Today’s issue: MTurk is kind of expensive.
About a month ago, a friend and I decided to hack together some python to scrape Twitter for tweets containing certain keywords and use Bayesian classification to determine whether or not the tweet fit into certain (VERY SECRET) categories. Everything worked out until we wanted to actually tag up a set of tweets to use as a training set.

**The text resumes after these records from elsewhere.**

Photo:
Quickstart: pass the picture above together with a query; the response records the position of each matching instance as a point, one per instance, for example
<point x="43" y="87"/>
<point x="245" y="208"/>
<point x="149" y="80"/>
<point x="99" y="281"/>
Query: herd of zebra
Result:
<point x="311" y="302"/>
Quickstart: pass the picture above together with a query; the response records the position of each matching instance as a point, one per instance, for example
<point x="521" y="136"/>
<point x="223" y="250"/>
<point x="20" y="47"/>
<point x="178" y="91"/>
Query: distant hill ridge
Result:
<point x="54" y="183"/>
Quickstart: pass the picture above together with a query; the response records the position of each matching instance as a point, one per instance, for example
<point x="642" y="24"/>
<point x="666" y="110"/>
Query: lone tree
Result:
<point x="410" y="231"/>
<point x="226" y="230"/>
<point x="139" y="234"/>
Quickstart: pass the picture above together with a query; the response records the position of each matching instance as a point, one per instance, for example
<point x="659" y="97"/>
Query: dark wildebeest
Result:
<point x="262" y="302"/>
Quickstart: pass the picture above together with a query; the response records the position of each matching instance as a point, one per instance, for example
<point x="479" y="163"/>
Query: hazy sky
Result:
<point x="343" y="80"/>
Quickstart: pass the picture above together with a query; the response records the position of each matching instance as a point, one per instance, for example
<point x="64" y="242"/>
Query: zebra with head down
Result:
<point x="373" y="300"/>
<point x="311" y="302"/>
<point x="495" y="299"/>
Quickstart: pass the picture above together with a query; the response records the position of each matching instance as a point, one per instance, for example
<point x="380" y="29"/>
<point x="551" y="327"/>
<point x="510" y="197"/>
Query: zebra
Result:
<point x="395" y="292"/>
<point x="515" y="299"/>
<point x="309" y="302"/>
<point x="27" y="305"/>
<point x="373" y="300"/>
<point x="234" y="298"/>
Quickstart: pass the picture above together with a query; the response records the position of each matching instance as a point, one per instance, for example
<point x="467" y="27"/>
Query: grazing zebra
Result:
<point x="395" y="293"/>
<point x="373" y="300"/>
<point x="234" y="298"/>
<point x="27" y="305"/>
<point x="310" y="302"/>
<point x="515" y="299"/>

RT @CaliforniaBelle: Never underestimate the power of prayer and remember to trust God's timing. #LifeLessons
Interesting? 3 - Yes, 2 - Maybe, 1 - No: 1
RT @iiDepressed: What do you want for christmass? A gun, boxes of pills, loads of alcohol, razor blades and a rope please.
Interesting? 3 - Yes, 2 - Maybe, 1 - No: 1
@tranceforge emmm sbnrny waktu aku dtg disanapun sdh punya logic flownya..tetapi knp sptny smuany lbh ke ... http://t.co/BuQOCdBk
Interesting? 3 - Yes, 2 - Maybe, 1 - No: 1
RT @Orlandomendez7: #Escogido hoy Guzmán LF, Lugo 2B, Kieschnick RF, Gómez DH, Green 1B, Mesa CF, Castillo C, Tatis 3B, Florimón SS. Cab ...
Interesting? 3 - Yes, 2 - Maybe, 1 - No: 1
Ever Clean Multiple Cat Premium Clumping Cat Litter | Litter Boxes For Cats http://t.co/YX0V9ZUG
Interesting? 3 - Yes, 2 - Maybe, 1 - No: 1
Hand-classifying tweets is really, really boring. Faced with the prospect of having to manually tag tweets for the next five hours, I decided to finally check out Amazon’s Mechanical Turk. It’s a really nice service that’s exactly what I wanted and very easy to use. There’s only one problem:
Two cents doesn’t seem like much, but, when the task involved can take a second to complete and there are tens of thousands of them, it really starts to add up. So much so that doing all of the tagging myself is much more cost-effective than paying MTurk and doing real work with the time it would save me.